Thursday, March 18, 2010

Three Options - All Bad


The Brothers have already had their chance

As we all know, somehow, some way, we have to cut public spending. And we have to cut it by more than public spending has ever been cut since the 1920s - ie before even Tyler Senior was a lad (see this blog).

Yesterday Tyler attended another of thinktank Reform's excellent sessions on how this might be achieved through reform rather than a blunt instrument. The principal speaker was a senior private sector consultant who has spent years advising the public sector.

He was very informative, and with the aid of a Powerpoint chart, he explained how there are really only three options:
  1. Increase public sector efficiency
  2. Contract services out to more efficient private suppliers
  3. Cut services.
Which sounds spot on.

Except when you remember we've already seen how those options pan out in practice:
  1. Increase public sector efficiency - precisely what Brown's Gershon efficiency programme was designed to do; it flopped, degenerating into a Marx Bros farce of frantic deckchair rearrangement and party-of-the-first-part-herinafter-known-as-the-party-of-the-first-part sanity clauses (eg see this blog, and all Gershon posts gathered here); when the National Audit Office looked into it, they found only about a quarter of the declared savings were provable, and that was just on the initial tranche, which presumably gathered in all the low-hanging-fruit so beloved of efficiency consultants.
  2. Contract services out to more efficient private suppliers - precisely what the Simple Shopper has been doing for decades - buying services in from the private sector under contracts it negotiates to deliver value; except of course, the Simple Shopper is incapable of doing that, and from the NHS Supercomputer, to spy-planes, to GPs contracts, it ends up paying through the nose for services that often don't even deliver what was required; indeed, the Shopper is so hopeless at negotiating and managing commercial contracts, that many private suppliers are now wary of dealing with the public sector in case there's a subsequent political firestorm (eg see this blog).
  3. Cut services - yup, that's what you end up with.
In fairness, the consultant was much more optimistic than Tyler about the possibility of making the public sector more efficient, and training the Shopper to do a better job. Well, that's a view. But as far as we can see, we're facing three very unappealing options - two that don't work, and one that we don't want.

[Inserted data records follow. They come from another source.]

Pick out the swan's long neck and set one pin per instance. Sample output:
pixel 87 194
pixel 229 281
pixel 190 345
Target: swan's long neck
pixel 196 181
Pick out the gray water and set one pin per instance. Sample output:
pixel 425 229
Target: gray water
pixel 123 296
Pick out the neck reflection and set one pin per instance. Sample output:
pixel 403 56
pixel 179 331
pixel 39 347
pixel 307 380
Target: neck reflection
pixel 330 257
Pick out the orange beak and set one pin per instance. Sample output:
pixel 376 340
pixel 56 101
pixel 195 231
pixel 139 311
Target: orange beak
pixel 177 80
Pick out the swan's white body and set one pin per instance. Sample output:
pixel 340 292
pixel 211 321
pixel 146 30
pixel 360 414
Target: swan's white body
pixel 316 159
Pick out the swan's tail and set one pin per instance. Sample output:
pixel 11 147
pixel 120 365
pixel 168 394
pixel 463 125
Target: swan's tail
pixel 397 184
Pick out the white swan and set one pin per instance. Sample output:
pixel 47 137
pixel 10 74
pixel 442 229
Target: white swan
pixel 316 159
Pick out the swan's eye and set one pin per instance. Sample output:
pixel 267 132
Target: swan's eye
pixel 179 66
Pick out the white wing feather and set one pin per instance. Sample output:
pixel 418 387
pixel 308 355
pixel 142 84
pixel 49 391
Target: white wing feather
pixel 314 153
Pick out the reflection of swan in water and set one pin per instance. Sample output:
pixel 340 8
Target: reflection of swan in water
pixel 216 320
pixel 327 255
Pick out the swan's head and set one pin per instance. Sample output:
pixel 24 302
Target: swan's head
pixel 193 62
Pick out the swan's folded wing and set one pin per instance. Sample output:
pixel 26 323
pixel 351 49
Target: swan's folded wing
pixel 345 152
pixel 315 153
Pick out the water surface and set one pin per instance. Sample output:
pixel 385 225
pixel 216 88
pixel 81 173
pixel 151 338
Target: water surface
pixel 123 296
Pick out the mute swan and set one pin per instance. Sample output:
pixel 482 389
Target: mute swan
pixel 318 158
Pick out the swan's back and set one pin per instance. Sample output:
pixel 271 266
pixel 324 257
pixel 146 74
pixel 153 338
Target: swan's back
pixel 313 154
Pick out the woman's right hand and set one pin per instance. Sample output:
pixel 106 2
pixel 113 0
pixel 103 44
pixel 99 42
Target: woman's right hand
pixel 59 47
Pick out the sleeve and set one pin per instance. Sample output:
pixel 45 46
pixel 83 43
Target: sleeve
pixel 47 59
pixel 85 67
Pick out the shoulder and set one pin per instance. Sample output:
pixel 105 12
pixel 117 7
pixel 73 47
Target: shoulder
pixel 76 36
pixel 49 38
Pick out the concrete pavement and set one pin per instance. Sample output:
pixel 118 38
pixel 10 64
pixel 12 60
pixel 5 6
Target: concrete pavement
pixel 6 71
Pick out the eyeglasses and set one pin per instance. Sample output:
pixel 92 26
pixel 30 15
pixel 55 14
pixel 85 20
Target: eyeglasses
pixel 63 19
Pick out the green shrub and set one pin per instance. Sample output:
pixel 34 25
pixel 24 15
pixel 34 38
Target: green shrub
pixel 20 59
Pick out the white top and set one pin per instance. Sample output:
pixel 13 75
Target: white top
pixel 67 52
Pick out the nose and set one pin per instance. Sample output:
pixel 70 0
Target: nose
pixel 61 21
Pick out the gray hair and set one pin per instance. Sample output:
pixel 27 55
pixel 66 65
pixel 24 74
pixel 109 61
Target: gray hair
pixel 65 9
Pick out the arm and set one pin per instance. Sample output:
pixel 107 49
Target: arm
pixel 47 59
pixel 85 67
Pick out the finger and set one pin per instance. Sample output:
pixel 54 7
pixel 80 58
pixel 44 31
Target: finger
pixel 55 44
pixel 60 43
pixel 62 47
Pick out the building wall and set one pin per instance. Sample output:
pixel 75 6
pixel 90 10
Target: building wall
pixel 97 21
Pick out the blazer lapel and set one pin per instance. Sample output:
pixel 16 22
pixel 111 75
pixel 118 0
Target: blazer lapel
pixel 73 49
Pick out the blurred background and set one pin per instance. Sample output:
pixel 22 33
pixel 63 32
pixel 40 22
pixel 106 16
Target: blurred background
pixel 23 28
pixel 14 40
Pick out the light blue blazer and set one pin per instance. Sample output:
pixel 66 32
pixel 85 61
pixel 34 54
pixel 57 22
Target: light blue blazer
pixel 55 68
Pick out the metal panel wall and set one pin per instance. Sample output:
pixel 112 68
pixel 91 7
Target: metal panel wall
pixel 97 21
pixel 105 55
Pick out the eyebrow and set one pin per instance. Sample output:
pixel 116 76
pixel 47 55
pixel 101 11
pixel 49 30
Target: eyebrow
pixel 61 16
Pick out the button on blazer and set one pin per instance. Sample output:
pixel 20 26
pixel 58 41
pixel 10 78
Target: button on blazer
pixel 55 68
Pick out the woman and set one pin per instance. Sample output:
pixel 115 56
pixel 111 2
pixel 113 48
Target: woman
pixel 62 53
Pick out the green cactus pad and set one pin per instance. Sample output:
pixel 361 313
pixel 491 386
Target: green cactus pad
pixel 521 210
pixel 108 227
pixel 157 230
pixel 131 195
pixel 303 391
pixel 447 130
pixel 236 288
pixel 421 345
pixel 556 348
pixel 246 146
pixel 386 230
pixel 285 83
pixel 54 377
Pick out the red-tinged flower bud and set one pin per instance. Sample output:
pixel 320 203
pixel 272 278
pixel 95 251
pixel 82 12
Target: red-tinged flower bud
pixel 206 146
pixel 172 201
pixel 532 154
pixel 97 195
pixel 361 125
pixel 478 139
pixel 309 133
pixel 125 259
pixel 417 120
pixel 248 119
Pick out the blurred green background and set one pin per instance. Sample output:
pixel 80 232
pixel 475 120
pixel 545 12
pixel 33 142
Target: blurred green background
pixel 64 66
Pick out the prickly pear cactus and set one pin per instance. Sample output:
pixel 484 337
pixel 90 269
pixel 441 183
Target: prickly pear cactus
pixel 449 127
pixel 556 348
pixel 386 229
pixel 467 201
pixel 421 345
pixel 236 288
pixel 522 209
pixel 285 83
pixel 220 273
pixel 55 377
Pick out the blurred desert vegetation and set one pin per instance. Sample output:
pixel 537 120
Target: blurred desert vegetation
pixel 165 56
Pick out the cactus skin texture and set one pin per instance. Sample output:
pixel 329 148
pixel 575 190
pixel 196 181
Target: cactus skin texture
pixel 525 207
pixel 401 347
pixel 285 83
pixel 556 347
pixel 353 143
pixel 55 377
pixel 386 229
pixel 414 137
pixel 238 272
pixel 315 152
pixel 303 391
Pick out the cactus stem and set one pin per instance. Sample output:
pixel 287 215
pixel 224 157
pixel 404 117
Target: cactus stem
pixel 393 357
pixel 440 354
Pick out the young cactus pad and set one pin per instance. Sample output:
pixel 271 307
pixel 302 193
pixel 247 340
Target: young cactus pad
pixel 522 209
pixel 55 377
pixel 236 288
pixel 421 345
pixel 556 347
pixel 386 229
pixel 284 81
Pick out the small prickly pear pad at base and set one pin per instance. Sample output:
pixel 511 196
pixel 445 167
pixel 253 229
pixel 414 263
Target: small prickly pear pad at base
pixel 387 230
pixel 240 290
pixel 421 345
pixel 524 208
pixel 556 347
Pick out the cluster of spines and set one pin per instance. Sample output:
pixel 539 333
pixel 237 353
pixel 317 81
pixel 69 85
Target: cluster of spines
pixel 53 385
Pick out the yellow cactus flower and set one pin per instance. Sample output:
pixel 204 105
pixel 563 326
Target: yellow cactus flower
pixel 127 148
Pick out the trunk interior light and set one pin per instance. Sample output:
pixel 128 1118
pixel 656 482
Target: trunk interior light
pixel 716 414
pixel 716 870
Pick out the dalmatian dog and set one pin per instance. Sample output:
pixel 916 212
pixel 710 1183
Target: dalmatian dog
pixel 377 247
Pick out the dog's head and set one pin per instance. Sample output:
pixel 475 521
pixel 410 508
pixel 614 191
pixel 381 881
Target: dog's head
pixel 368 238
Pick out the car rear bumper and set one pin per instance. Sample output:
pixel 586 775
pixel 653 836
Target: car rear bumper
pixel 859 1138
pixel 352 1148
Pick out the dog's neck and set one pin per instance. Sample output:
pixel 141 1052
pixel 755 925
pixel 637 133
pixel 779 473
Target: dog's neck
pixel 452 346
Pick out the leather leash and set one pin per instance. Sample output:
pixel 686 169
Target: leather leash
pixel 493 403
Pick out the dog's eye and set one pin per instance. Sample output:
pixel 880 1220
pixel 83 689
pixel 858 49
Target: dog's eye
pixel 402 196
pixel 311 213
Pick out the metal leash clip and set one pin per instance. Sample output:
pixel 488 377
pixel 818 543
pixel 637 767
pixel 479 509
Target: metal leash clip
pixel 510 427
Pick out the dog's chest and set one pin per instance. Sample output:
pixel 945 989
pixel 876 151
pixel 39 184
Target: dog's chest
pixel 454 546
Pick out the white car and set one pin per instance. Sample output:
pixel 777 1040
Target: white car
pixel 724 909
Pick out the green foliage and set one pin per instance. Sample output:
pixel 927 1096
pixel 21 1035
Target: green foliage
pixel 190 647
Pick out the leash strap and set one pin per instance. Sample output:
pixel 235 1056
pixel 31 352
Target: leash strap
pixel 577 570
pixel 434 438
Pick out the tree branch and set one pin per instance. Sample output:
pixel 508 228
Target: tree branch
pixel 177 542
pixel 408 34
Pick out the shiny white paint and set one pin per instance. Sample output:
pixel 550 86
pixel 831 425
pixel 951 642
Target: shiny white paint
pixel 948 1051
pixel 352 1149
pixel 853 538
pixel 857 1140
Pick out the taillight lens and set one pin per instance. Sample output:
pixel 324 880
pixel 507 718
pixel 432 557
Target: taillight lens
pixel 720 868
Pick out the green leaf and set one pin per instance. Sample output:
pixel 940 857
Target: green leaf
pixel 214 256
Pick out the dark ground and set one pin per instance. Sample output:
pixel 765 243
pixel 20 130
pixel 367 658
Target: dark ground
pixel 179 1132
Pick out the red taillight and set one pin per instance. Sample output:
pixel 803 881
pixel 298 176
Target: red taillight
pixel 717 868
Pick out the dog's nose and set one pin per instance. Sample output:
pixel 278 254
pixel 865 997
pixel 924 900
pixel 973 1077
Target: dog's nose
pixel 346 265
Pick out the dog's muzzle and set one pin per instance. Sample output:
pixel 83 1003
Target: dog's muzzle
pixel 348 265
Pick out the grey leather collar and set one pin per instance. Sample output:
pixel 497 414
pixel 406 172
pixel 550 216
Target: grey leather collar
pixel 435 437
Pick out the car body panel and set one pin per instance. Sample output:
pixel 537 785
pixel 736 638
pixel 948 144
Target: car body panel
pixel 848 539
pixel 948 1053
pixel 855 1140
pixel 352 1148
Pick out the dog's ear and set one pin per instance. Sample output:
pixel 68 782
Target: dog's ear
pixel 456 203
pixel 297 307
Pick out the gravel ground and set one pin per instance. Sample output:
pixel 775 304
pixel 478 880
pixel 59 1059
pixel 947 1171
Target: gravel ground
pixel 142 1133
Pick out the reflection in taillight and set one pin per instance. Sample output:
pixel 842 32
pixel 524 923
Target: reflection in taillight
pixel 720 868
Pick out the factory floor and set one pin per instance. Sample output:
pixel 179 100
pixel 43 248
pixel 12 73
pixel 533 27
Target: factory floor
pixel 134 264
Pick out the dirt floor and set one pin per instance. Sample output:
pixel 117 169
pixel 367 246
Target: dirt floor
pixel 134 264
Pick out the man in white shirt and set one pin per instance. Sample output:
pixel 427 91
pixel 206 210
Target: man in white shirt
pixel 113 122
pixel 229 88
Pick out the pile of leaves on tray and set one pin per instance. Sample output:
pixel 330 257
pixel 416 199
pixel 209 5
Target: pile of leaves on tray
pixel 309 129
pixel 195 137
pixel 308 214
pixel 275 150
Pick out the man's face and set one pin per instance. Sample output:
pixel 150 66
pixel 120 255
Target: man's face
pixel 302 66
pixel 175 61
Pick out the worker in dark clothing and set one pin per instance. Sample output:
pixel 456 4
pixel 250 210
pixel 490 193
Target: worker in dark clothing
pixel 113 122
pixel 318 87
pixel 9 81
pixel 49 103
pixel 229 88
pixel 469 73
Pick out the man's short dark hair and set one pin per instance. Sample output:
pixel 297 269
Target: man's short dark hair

Which is why we need to think much more radically. The fundamental reason the public sector is so inefficient is that it is too centralised and lacks the competitive spur. And the only way we can realistically expect to drive higher efficiency is, in one way or another, to introduce competition.

How? Well, to repeat some very familiar themes, we need to break up the public services, decentralise, and introduce choice and competition. which means among other things:
  • School vouchers - education buying power put directly into the hands of parents (eg see this blog)
  • Social health insurance - the continental model of compulsory insurance with competing providers
  • Fiscal decentralisation - devolve much greater tax raising power to local authorities and make them fund themselves, accountable to local tax payers
  • Directly elected officials - eg those sheriffs
Of course, that won't be enough on its own, if only because it will take years for such reforms to deliver improved efficiency (BA is still struggling with its residual legacies a full quarter century after privatisation).

So in the short-term, there will need to be cuts of the kind set out in the TPA/IOD paper last autumn (see this blog), and most people at yesterday's meeting agreed on the need for Irish style cuts in public sector pay, pension entitlements, and payroll (see this blog). The £200bn pa welfare bill will also have to be cut.

But if we are to come through this crisis with public services that have a future, fundamental reform is absolutely essential. Decentralisation and competition is the only way.

PS Another very familiar question came up yesterday - is Britain actually ready for cuts? As one attendee put it, out in the real world away from Westminster, there's very little sense of the hole we're in. Unlike the 70s, there's no sense of real world crisis and impending doom. Sure, if you've lost your job, you may think that's a problem, but you're hardly likely to be calling for spending cuts. Until mortgage rates start going through the roof, the crisis just doesn't seem real. It will be a brave politico who cuts ahead of the crisis. We may indeed need another Dunkirk before we accept the horrible truth.